Legend.
London was odd. One minute it took you in and left you breathless, the next it made you want to run away screaming to some far off land about which you had read and longed for with something in you that was wild and unbidden. A solitary man wandered along the banks of the Thames in the early winter sunlight, his breath swirling in a foggy mist in the air around him, giving him undeniable evidence that he was actually alive. The streetlamps shuddered as they went out and the air over the Thames swirled in mystical and romantic motions that left the observer cold. He could feel nothing but the cold air biting into his uncovered hands and whipping around his face. The blood that once warm and had trickled down his face in a torrent, was now cooling and congealing around his hair.
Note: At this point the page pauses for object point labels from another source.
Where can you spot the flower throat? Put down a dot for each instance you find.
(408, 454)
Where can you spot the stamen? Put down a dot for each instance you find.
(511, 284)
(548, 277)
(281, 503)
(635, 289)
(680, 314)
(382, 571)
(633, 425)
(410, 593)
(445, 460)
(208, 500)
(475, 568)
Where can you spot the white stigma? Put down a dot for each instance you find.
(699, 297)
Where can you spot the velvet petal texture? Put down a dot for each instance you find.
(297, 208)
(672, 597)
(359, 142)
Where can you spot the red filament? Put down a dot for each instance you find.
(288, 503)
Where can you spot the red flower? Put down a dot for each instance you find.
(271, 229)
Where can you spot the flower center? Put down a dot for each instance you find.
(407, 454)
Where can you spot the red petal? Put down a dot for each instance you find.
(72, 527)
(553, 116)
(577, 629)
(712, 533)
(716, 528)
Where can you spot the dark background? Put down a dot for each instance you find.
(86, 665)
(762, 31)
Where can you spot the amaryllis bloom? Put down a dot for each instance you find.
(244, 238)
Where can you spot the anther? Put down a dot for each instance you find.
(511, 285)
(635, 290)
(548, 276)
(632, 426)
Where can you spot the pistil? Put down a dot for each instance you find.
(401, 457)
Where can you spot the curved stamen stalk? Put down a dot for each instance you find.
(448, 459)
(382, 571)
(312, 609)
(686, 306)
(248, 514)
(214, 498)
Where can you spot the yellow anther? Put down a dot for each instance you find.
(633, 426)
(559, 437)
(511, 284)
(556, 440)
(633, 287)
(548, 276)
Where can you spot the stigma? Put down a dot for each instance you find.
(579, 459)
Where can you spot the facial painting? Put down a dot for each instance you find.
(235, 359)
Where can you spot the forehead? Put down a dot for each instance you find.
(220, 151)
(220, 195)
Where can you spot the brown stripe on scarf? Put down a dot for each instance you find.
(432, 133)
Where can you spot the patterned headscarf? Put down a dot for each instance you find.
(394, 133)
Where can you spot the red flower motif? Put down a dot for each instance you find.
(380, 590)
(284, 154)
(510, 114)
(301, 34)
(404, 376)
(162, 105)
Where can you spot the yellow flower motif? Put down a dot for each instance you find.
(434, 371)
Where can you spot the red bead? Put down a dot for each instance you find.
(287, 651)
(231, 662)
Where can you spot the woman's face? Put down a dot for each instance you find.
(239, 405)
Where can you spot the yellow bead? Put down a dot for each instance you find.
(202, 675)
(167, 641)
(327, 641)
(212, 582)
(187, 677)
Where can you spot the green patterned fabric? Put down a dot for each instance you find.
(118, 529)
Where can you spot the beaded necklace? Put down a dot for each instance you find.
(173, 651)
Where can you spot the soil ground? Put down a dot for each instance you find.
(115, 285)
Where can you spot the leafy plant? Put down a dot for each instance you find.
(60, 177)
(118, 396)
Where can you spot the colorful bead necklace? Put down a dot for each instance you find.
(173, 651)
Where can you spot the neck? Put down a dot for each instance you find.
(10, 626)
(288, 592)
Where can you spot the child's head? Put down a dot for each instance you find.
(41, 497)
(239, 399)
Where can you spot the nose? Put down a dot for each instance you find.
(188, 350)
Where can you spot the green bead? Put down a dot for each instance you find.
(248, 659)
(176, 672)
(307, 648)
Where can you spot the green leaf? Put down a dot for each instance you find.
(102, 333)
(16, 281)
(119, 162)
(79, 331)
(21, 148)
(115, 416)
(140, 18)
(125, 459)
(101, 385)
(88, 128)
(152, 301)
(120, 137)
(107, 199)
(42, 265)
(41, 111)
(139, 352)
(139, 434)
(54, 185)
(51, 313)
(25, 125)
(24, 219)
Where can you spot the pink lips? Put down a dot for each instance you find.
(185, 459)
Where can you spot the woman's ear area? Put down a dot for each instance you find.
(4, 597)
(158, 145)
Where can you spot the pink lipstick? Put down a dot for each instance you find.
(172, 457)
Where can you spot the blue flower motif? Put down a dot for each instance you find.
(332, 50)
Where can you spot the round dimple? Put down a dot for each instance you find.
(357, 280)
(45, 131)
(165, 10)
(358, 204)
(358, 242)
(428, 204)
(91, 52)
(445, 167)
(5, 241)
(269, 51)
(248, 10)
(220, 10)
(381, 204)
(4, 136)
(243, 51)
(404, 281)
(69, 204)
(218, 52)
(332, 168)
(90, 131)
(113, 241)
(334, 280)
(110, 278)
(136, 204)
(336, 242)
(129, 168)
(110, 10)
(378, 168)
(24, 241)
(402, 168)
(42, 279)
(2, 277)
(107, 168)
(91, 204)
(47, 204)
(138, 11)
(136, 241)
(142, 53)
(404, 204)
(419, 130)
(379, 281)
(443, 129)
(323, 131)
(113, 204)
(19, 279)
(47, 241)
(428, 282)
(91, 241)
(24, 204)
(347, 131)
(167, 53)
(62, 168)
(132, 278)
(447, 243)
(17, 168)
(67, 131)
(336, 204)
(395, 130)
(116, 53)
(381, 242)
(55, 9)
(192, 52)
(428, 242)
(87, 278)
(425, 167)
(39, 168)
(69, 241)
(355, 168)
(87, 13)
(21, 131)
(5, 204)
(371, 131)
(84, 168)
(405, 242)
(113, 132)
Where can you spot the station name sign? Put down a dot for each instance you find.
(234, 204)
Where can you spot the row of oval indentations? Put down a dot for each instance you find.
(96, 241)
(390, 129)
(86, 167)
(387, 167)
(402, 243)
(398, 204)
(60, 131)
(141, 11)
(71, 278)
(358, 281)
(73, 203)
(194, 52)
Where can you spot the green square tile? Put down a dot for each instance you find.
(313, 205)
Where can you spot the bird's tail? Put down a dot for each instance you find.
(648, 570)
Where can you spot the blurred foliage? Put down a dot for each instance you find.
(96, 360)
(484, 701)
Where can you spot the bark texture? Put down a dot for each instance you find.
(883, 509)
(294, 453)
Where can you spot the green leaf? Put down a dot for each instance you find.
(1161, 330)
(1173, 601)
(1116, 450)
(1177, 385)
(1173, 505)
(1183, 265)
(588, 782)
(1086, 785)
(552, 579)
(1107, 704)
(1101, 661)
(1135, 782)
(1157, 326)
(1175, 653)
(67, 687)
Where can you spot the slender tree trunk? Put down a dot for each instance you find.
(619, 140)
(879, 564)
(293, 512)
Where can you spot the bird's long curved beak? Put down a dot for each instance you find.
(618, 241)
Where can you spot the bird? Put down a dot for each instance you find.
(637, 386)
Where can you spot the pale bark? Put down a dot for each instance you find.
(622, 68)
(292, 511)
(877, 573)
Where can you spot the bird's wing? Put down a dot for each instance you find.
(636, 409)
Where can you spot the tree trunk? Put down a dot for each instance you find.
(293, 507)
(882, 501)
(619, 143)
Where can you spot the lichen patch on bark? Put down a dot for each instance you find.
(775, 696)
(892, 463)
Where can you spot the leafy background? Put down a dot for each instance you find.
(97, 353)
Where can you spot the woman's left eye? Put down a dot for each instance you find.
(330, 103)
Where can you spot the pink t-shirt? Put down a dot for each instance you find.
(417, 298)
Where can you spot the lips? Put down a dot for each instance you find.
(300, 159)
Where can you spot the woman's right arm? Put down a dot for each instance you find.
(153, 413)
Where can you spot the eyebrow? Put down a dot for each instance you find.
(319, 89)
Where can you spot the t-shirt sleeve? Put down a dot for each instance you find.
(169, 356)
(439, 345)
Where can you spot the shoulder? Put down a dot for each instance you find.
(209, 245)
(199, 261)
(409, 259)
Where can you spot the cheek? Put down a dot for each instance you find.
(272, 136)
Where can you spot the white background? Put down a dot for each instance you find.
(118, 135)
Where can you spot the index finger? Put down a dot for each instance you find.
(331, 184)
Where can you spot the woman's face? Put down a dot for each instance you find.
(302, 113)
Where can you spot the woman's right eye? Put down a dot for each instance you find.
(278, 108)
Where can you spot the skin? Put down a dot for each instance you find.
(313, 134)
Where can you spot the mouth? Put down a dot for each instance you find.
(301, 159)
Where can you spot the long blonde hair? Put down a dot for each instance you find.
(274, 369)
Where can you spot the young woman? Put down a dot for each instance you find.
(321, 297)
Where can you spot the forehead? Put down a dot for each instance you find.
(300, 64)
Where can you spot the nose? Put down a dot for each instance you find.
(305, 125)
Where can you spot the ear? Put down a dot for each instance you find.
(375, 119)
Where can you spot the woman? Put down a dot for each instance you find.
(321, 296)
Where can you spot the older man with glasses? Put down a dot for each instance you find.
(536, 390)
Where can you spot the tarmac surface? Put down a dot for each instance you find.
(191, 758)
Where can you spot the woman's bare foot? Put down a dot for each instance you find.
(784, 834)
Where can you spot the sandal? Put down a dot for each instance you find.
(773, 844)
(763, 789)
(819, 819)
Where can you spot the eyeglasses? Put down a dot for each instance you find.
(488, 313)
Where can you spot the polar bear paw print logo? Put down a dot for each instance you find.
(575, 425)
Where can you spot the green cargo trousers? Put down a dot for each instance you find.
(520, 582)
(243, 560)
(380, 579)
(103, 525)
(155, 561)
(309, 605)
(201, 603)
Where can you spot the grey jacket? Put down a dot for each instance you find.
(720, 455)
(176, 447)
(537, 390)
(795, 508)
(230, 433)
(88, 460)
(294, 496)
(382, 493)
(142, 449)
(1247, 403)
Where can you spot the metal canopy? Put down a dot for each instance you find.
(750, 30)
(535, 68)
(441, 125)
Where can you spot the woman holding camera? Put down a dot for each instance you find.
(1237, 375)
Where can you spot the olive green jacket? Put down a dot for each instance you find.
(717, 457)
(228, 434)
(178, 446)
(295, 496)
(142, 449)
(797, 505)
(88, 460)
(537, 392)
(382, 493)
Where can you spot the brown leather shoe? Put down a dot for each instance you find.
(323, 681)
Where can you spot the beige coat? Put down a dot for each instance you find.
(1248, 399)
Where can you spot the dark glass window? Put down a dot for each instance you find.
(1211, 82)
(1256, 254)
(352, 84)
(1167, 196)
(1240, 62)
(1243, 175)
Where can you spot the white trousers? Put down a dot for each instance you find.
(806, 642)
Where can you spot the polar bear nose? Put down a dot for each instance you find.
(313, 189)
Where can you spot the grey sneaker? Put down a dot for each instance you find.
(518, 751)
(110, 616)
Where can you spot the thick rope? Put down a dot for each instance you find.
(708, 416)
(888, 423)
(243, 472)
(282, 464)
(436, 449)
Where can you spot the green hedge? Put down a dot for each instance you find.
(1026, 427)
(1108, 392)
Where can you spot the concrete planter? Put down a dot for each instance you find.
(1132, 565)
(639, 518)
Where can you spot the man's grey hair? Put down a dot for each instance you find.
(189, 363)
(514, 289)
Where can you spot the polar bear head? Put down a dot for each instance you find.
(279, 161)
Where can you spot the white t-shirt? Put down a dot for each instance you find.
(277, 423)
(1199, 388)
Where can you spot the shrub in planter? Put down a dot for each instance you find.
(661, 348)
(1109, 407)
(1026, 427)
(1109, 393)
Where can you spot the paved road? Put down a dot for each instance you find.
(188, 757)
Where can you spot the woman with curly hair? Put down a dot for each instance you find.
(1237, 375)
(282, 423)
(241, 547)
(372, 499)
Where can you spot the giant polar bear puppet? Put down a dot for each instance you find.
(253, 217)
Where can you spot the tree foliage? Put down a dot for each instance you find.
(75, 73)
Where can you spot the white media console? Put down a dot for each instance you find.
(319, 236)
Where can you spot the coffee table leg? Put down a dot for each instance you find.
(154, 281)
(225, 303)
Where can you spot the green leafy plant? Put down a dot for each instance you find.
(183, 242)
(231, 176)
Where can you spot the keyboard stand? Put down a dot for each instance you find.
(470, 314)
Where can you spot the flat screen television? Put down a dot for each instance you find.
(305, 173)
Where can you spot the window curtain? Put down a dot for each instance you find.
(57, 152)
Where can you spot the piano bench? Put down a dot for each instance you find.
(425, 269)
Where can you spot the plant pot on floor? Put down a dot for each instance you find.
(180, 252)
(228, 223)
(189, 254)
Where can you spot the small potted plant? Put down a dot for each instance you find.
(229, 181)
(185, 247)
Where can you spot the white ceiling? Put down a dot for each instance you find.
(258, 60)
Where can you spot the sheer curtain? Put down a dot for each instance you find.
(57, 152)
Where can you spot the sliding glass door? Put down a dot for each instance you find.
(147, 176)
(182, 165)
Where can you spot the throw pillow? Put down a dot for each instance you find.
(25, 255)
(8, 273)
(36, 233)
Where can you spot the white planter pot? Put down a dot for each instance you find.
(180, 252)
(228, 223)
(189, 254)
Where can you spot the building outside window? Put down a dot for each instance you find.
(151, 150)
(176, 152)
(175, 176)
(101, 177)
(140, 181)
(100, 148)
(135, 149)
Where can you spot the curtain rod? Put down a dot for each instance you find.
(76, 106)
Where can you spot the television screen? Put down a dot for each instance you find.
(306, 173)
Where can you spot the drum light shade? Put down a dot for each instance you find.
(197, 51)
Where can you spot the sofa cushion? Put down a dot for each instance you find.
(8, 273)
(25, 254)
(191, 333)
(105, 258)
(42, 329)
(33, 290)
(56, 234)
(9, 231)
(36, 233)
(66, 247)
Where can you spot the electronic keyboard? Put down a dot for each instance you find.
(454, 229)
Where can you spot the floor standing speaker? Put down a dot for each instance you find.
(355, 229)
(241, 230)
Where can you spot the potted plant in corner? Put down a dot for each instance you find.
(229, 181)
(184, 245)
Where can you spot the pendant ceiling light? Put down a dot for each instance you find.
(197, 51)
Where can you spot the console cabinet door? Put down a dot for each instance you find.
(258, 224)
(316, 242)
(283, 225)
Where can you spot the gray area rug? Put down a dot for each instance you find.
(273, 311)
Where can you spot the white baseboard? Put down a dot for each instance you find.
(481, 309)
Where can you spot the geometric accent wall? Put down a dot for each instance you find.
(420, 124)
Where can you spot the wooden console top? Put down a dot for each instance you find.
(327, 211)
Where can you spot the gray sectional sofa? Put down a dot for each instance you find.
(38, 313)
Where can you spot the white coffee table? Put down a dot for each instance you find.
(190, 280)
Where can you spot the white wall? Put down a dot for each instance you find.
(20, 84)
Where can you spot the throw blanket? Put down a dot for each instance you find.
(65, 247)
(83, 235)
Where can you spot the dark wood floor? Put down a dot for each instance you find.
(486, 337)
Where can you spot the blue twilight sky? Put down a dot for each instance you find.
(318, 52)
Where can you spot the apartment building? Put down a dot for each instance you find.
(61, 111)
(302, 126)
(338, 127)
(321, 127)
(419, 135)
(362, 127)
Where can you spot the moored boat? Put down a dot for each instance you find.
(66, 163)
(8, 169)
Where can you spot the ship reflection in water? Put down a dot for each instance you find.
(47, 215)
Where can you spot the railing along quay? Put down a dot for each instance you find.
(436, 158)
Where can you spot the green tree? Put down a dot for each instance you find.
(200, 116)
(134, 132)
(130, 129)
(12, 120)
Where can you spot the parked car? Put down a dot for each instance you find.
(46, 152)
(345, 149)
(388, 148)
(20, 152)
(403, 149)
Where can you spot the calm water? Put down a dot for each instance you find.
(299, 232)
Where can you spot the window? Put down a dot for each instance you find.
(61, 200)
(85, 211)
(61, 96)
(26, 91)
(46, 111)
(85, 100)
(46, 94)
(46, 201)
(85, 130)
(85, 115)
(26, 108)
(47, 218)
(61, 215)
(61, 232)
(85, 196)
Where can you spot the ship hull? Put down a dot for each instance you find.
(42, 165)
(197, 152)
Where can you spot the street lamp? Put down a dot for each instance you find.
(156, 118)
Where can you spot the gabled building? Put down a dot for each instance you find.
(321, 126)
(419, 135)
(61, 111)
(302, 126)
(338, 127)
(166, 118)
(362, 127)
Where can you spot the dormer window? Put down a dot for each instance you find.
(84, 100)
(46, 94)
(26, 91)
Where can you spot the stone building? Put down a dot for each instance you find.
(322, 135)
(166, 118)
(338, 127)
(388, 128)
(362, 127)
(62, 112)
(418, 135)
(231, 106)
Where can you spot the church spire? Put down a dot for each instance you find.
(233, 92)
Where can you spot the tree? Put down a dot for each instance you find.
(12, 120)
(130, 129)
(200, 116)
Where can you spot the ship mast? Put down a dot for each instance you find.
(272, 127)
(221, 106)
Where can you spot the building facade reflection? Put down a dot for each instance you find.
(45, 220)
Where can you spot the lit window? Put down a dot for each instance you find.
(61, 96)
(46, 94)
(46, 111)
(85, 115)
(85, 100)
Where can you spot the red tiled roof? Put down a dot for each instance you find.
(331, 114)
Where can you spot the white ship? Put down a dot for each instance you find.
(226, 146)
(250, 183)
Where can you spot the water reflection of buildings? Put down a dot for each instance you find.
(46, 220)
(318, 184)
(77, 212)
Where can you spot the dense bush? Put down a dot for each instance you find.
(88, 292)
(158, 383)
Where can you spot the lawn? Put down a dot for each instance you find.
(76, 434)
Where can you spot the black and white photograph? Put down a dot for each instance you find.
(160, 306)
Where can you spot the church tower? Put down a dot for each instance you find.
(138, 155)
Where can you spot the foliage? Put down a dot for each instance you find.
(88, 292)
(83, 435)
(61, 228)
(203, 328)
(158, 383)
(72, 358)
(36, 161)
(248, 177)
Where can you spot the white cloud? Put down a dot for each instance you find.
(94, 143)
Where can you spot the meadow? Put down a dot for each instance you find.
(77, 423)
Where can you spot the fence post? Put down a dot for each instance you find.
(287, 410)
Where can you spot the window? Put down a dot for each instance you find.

He did not care, the fight was over and he had won – as he knew he would. The aftermath was the worst, this feeling of isolation, of loss, of not knowing quite what to do next. He heard a shout from the river and jumped, but smiled when he realised it was one of the mudlarks shouting to a friend. He watched them, those wretched innocents run away to…to what he wondered? Slowly he made his way home, not wanting to face the deluge of questions that inevitably waited for him. Here he was at peace, alone, the way he preferred his life. He sighed as he became colder and the mist over the water began to thin and reveal faces to him, breaking the magic as they appeared. The slow footsteps of this solitary man were heard by the people of the river who turned to look at him as he passed, silenced by his silhouette, almost reverent in their gazes; he ignored them of course. It would not do for such a lofty figure to be seen acknowledging those who fear him, so he strode off in the direction of home, not entirely oblivious to the gazes that followed him, observing him the way he had often observed them. They watched and they waited for his last footfall to die away before returning to their work.
He walked a long way back home, the gazes of the people lingering in his mind; he smiled as he realized that they were making him into what he always knew he would be – a legend.